Previously in mid-May, as theatres and theatre companies were shifting from crisis meetings to survival meetings, the freelance community started to realise conversations were happening… but very much without them.
One of us went to the National Theatre and suggested that a conversation needed to be had with freelancers. The executive team at the NT were supportive, and went on to contact all the theatres in the London Theatre Consortium, (amongst whom there was already a cooperative ongoing dialogue), suggesting that they – NT included – meet with their freelancers. Each of the theatres in the Consortium gave space for freelancers to ask questions, raise concerns and talk about their hopes now and in the future.
From those discussions, it was agreed that one freelancer from each of the theatres would feed those separate conversations back into a central group made up of representatives from each theatre. That first meeting – of what would become the Freelancers Make Theatre Work team – happened on May 29th.

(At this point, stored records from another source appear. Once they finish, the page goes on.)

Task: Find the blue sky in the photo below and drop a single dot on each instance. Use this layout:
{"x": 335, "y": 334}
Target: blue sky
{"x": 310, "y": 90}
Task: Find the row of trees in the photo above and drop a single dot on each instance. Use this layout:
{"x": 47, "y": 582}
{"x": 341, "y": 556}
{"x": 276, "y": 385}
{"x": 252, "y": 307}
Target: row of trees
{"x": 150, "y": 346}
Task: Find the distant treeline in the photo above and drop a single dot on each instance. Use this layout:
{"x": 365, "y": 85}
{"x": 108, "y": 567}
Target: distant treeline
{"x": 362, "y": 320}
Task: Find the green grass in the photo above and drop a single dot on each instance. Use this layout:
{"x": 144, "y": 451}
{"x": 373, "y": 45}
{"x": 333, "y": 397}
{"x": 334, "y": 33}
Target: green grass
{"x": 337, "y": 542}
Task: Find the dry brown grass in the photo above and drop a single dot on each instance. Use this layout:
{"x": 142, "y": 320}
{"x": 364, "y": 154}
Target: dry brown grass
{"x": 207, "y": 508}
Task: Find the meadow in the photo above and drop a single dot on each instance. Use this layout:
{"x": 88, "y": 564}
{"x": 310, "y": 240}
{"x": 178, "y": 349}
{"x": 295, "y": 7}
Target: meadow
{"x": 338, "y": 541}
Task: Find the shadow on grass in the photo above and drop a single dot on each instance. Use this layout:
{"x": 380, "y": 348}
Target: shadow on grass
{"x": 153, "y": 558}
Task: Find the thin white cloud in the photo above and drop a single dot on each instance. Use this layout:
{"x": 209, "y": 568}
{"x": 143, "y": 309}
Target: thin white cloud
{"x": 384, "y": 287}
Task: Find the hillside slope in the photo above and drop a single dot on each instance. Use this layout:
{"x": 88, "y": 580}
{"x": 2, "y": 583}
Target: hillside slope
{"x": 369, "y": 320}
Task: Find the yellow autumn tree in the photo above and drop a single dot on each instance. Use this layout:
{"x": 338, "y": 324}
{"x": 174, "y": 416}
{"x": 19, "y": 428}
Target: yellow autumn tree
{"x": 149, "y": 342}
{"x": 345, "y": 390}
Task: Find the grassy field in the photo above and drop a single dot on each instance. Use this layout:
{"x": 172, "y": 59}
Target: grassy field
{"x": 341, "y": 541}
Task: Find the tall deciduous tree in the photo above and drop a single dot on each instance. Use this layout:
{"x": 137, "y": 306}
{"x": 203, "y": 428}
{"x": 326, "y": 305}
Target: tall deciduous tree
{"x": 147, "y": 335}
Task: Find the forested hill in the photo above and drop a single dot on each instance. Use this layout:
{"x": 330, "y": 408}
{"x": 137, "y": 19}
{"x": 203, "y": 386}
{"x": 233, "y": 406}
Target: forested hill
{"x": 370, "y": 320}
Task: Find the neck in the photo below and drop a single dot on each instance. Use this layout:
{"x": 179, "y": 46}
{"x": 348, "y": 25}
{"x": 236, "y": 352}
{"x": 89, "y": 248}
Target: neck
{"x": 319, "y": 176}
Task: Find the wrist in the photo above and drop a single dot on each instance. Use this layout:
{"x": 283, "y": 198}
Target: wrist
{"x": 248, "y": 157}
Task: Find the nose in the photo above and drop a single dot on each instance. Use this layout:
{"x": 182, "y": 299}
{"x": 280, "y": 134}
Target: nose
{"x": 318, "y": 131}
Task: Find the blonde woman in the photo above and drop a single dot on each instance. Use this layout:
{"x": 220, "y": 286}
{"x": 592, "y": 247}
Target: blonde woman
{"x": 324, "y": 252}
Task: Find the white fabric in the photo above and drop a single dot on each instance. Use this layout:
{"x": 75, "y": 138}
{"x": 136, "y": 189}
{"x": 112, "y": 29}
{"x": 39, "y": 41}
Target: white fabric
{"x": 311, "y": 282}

As we shared what was being talked about it rapidly become clear that communication was one of the most vital and missing pieces of the jigsaw. Everyone was talking about being in the dark. It was clear that it was necessary for the wider freelance community to be brought into the conversation. Key words that kept coming up were transparency, advocacy, fairness, connectivity….
We also had enough information to realise that time was, and is, of the essence. The shared spirit of this group has absolutely been to move quickly; but also with care. Generosity and listening are core values. We do need to be quick; but also careful. We were lucky that the group who first came together were pretty diverse and wide reaching and also made up of people who had volunteered to do the work. That made for an active and participatory group. We looked at each other and decided to move forward in this spirit.
The website was an immediate suggestion. A week later at our second meeting we had a template (Polly Bennett and Neil Austin are machines). The creation of the template encouraged us to discuss what we were really trying to do, how we might reach out and empower our community, how that community could find a voice and how the richness of the freelance world could become more visible. It was vital that we empowered our community to stand up and be seen (through our Instagram picture project); to campaign (we drew up an open letter to the Government and a template letter to send to MPs to add to the pressure on the Government); and to have access to a centralised information hub (on our website, which includes links to a range of news sources, professional resources and financial and mental health sources amongst other things).
There were so many fantastic conversations. An early idea was to call the site “We Make Theatre Work” but then who are “we” to claim ownership of us? “Freelancers” is much more collective. It speaks – hopefully – to us all. That’s the tightrope the site, and the team, walks: to share, to be collective, to avoid becoming another silo.
Most of those at that first meeting have become a loose steering group who are voluntarily and independently trying to find a way through this situation in a way that might bring hope to all of us. The group has a revolving door policy, that both allows each of us to give up only the time that we have, and enables the group to keep growing.
We have discussed areas where we don’t have enough representation and we will work on this. We have a brilliant political voice in Wales – we need to find that in Scotland. Amongst us are Black and Asian artists/creatives, but we are constantly thinking about who is not in the conversation, including freelance workers marginalised for their race or disability.
So, here we are, 19 days later, launching the collective, the website and our campaigns. Let us know, how we can best represent you.